6. The chapter on Deconstruction from our textbook says that there is no fixed nor singular interpretation of a text and that even the author cannot control his/her text's meanings.  What do you think about this view?  Use a text to illustrate your points. 

C.Society, Language and Literary Analysis
7.  Do a structuralist reading of a text (or a group of texts) from popular culture to reveal the ideologies hidden in it/them.  Living in the age of information, do we have the power to resist the ideological influences of mass media?   (To answer this question, don't just say yes or no.  Give examples of the influences and/or resistance.) 

8. How is capitalism represented in "Chinago" and "The Rocking Horse Winner"?  What ideologies are there in the texts which the authors may not be aware of? 

9.   Society and Literature: Is a text completely conditioned by its socio-historical background?    Can the author as a social subject be critical of his/her society? 
* Be specific by choosing a literary work and relating it to its society through a specific social aspect (e.g. its class structure, its power relations, its colonial/postcolonial conditions, its ideologies or discourses, etc.). 

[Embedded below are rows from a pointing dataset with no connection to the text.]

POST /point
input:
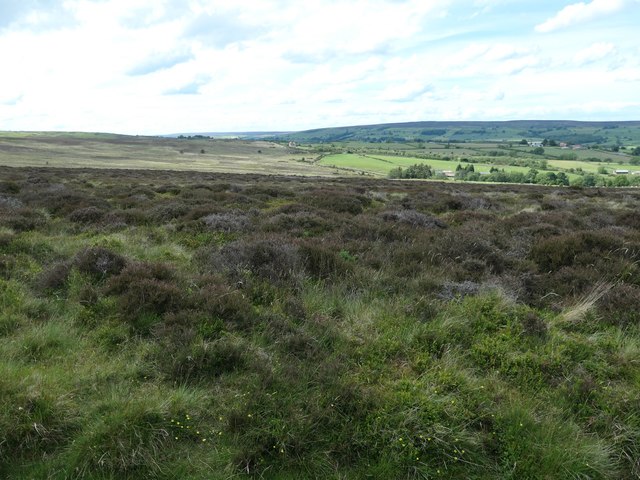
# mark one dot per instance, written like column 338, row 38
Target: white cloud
column 595, row 52
column 143, row 66
column 579, row 13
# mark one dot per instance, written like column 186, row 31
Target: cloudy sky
column 165, row 66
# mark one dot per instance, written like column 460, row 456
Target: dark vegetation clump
column 273, row 259
column 192, row 325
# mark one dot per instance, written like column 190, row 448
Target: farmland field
column 180, row 324
column 118, row 151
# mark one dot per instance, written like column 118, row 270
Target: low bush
column 87, row 215
column 99, row 262
column 269, row 258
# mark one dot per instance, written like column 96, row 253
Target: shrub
column 413, row 218
column 54, row 278
column 234, row 221
column 208, row 360
column 533, row 325
column 23, row 219
column 87, row 215
column 271, row 259
column 338, row 202
column 220, row 302
column 572, row 248
column 145, row 291
column 621, row 305
column 323, row 262
column 99, row 262
column 164, row 212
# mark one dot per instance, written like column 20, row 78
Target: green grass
column 87, row 150
column 382, row 164
column 165, row 325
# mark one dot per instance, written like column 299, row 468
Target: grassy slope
column 610, row 133
column 202, row 326
column 119, row 151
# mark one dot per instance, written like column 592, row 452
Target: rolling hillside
column 606, row 133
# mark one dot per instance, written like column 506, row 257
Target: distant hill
column 238, row 135
column 590, row 133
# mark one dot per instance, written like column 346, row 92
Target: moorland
column 202, row 308
column 165, row 324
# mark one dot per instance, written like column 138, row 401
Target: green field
column 382, row 164
column 86, row 150
column 587, row 133
column 169, row 325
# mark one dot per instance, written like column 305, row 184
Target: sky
column 165, row 66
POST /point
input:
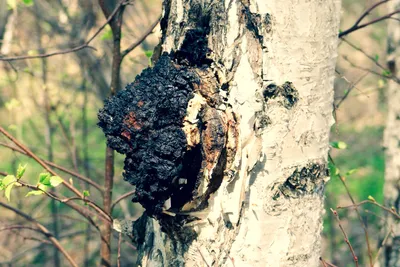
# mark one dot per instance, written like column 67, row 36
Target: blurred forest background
column 51, row 104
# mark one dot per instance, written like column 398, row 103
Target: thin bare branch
column 63, row 169
column 44, row 230
column 368, row 11
column 357, row 27
column 342, row 179
column 74, row 49
column 141, row 39
column 121, row 198
column 346, row 238
column 355, row 205
column 100, row 211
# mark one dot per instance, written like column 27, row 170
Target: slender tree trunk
column 274, row 61
column 392, row 140
column 115, row 24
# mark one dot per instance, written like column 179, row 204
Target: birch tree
column 392, row 137
column 240, row 179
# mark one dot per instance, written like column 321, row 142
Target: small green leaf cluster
column 46, row 181
column 8, row 182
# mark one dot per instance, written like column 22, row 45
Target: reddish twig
column 382, row 245
column 355, row 205
column 119, row 250
column 52, row 164
column 357, row 27
column 141, row 39
column 346, row 238
column 121, row 198
column 368, row 11
column 44, row 230
column 342, row 179
column 352, row 86
column 100, row 211
column 74, row 49
column 325, row 263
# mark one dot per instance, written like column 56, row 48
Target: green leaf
column 20, row 171
column 8, row 180
column 28, row 2
column 7, row 192
column 351, row 172
column 339, row 145
column 43, row 187
column 55, row 181
column 44, row 178
column 148, row 53
column 34, row 193
column 12, row 104
column 386, row 73
column 107, row 35
column 12, row 4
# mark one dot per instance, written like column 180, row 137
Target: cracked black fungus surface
column 144, row 122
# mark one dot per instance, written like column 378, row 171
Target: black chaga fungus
column 144, row 122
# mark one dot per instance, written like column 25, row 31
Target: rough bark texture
column 273, row 65
column 392, row 140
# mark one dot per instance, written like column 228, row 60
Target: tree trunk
column 273, row 62
column 392, row 137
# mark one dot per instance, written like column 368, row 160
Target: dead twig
column 45, row 232
column 74, row 49
column 346, row 238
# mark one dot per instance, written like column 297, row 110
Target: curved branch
column 99, row 210
column 74, row 49
column 121, row 198
column 141, row 39
column 63, row 169
column 357, row 27
column 44, row 230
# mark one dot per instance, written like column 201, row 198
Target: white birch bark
column 392, row 140
column 278, row 58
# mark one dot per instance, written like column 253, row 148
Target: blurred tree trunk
column 392, row 140
column 277, row 59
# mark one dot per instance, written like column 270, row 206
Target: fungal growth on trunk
column 172, row 125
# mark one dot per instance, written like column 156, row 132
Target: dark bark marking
column 287, row 91
column 306, row 180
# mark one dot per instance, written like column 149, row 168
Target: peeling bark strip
column 308, row 180
column 168, row 126
column 214, row 127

10. Marx said, "Consciousness does not determine life; life determines consciousness."  (Or: It is not the consciousness of men that determines their being, but, on the contrary, their social being that determines their consciousness.)  What does he mean?  Find a text to illustrate and/or challenge his points.

11.  Why do so many texts today call attention to their fictitiousness or parody some authorities? (e.g. films, music videos, literature, photography, painting, etc.; see examples in "Text Play.")  Can news report do the same? Or commercials?

12. Language and Postcolonial society: 
How does the use of language influence our sense of identity as "Taiwanese" (and maybe also English majors)?   Choose one Taiwanese text to illustrate your points. 

13.  Structuralism, deconstruction and postcolonialism all posit some theories about "language," what are their differences and similarities? 

14. What is literary criticism? 

a. Use the following pattern to discuss 2 of the various approaches you have learned; i.e. formalism, structuralism/semiotics, psychoanalysis, archetypal approach, feminism, marxism, postmodernism, postcolonialism. 

b. Choose a text to practice the three approaches. 
 

SOCIETY/
The text's, and ours
   |
AUTHOR ----  TEXT  ---- READER
   |
HISTORY

14. another meta-question: 

What aspects of the class are not covered by this final exam?  What kinds of power relations or ideologies can be implied in concluding a course with a final exam?  What are your reasons to be for or against having a final exam in a college course like this?